– Eh bien! que t’en semble, ami Sancho! dit à cet instant don Quichotte; ne vois-tu pas ce qui se passe? ne te l’avais-je pas dit? Regarde si nous n’avons pas maintenant royaume à gouverner et reine à épouser?
– J’en jure par ma barbe, s’écria Sancho, et nargue du bâtard qui ne se marierait pas dès qu’il aurait ouvert le gosier au seigneur Pend-au-fil-en-dos. La reine est peut-être un laideron, hein! Que toutes les puces de mon lit ne sont-elles ainsi faites!»
En disant cela, il fit en l’air deux gambades, se frappant le derrière du talon, avec tous les signes d’une grande joie; puis il s’en fut prendre par la bride la mule de Dorothée, la fit arrêter, et se mettant à genoux devant la princesse, il la supplia de lui donner ses mains à baiser, en signe qu’il la prenait pour sa reine et maîtresse.
Qui des assistants aurait pu s’empêcher de rire, en voyant la folie du maître et la simplicité du valet? Dorothée, en effet, présenta sa main à Sancho, et lui promit de le faire grand seigneur dans son royaume, dès que le ciel lui aurait accordé la grâce d’en recouvrer la paisible possession. Sancho lui offrit ses remercîments en termes tels qu’il fit éclater de nouveaux rires.

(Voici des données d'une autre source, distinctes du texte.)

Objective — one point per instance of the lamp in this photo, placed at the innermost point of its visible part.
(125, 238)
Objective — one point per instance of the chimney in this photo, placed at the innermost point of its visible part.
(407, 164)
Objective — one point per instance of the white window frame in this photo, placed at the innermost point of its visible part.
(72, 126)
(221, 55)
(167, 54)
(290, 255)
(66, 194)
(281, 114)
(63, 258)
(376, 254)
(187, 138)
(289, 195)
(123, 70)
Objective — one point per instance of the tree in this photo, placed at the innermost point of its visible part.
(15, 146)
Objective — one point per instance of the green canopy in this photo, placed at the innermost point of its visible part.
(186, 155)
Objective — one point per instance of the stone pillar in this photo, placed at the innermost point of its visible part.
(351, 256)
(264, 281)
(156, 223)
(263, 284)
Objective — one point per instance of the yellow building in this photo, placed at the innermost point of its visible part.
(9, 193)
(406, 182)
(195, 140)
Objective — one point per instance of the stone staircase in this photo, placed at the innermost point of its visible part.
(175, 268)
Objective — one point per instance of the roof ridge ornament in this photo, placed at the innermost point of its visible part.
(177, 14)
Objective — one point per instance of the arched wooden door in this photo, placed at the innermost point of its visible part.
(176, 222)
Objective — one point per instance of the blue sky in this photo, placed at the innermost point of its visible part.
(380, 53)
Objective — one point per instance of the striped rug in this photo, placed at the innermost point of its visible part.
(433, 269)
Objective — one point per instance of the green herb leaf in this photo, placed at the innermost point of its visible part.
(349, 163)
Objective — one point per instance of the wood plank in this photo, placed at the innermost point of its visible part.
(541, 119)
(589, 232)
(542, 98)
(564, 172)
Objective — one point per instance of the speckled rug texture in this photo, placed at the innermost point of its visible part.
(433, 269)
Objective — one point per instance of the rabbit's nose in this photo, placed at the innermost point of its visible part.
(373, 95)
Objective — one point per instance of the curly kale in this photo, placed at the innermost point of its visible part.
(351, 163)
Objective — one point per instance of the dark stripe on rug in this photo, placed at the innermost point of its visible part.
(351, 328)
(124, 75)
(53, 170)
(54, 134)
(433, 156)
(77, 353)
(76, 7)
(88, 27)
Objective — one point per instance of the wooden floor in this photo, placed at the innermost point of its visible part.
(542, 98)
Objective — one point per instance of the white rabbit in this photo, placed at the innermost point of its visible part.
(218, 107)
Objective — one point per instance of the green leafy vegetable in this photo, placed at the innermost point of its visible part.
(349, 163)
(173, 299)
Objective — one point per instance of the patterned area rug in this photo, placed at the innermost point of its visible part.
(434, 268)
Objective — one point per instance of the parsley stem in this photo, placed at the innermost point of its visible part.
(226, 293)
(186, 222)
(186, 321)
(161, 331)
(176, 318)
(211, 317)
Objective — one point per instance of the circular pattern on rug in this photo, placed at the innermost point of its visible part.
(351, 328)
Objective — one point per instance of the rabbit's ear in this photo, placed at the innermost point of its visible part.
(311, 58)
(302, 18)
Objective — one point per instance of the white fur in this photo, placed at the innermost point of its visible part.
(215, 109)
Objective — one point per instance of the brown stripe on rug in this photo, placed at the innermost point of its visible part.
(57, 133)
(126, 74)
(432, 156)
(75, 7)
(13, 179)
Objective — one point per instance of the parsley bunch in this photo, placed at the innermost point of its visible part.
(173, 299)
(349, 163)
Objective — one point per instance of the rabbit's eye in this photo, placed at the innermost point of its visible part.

«Voilà, seigneur, poursuivit Dorothée, ma fidèle histoire. Je n’ai plus rien à vous dire, si ce n’est que de tous les gens venus de mon royaume à ma suite, il ne me reste que ce bon écuyer barbu: tous les autres se sont noyés dans une grande tempête que nous essuyâmes en vue du port. Lui et moi, nous arrivâmes à terre sur deux planches, et comme par miracle, car tout est miracle et mystère dans le cours de ma vie, ainsi que vous l’aurez observé. Si j’ai dit des choses superflues, si je n’ai pas toujours rencontré aussi juste que je le devais, il faut vous en prendre à ce qu’a dit le seigneur licencié au commencement de mon récit, que les peines extraordinaires et continuelles ôtent la mémoire à ceux qui les endurent.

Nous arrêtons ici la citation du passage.